2014 AIChE Annual Meeting
(103a) Using Measurement Uncertainty Information for Effective Model Development
Authors
Chiang, L. H. - Presenter, The Dow Chemical Company
Rendall, R., University of Coimbra
Reis, M., University of Coimbra
Chin, S. T., The Dow Chemical Company
Obtaining and handling uncertainty information is still a challenge in the Chemical Processing Industries (CPI). Typically, among the variables most affected by uncertainty, one typically finds the process outputs, comprising concentrations (main product and sub-products, reactants, etc.), measurements of quality properties (mechanical, chemical, etc.) or other relevant information about the end use of the product.
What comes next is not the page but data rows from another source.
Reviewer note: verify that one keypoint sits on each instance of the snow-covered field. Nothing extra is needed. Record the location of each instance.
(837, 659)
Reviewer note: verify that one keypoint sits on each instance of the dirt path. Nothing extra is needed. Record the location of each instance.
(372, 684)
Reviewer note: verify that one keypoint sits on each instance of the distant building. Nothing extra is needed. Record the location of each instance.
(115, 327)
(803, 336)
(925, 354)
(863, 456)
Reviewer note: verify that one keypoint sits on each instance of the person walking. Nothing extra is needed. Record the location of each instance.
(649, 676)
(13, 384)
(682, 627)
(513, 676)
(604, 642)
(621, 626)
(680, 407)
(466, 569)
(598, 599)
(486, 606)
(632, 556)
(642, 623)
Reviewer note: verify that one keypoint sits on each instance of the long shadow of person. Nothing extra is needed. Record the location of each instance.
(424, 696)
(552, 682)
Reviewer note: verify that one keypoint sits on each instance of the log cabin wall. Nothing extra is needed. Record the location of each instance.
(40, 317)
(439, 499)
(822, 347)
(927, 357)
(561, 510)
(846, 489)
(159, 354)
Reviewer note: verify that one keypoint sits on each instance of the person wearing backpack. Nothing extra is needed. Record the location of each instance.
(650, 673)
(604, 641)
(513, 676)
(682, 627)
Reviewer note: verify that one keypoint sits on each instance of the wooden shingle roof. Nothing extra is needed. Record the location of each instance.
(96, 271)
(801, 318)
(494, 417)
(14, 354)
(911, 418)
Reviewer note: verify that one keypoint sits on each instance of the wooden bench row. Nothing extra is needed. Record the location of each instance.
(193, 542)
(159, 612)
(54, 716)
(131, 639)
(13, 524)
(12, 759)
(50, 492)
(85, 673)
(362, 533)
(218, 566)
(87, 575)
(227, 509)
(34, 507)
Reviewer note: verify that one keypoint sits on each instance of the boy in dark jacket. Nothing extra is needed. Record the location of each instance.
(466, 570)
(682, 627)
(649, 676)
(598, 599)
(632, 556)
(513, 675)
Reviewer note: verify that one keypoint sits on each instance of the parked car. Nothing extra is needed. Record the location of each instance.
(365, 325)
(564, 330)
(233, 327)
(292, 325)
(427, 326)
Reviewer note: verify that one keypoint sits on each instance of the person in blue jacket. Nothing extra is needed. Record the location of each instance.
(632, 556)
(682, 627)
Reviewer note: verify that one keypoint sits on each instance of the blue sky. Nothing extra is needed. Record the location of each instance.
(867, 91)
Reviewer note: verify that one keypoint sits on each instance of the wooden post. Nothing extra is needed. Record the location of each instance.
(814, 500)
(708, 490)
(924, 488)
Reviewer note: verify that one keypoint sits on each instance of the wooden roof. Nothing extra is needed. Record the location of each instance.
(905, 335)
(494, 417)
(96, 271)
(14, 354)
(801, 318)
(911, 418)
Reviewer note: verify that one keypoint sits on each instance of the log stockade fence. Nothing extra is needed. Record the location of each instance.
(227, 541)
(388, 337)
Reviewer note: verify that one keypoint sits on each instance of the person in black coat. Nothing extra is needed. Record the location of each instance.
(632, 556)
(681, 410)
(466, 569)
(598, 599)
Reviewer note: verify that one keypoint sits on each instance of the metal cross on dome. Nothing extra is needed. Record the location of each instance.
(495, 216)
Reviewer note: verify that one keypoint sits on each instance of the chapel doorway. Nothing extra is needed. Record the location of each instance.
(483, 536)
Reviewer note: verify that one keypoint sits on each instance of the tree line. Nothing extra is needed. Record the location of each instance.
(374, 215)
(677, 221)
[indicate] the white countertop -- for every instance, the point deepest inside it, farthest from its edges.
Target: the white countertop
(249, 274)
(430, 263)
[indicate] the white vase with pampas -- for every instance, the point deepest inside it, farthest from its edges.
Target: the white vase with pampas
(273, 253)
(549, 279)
With the increasing flexibility of processing units, these quantities can easily span different orders of magnitude and present rather different uncertainties associated with their measurements. This means that heteroscedasticity in the process outputs (Y’s) is a rather prevalent feature in CPI, which must be properly managed and integrated in all the tasks that make use of process data. In this presentation we address this critical issue, by considering two sub-problems in which it can be decomposed: i) estimation of measurement uncertainty in heteroscedastic contexts; ii) integration of uncertainty in the outputs in model development. We present modelling approaches that describe the heteroscedastic behaviour of the Y-uncertainties in the operational domains of the measurements of interest and explore their interpolation and extrapolation capabilities and limitations. We also present the results of a Monte Carlo study where the added value of integrating different levels of information regarding the uncertainty affecting the output measurements is comparatively assessed. As a result of this study, valuable information is gathered on the benefits of collecting and using uncertainty information, which can be considered in decision making as a trade-off for the additional work the use of uncertainty information may encompass.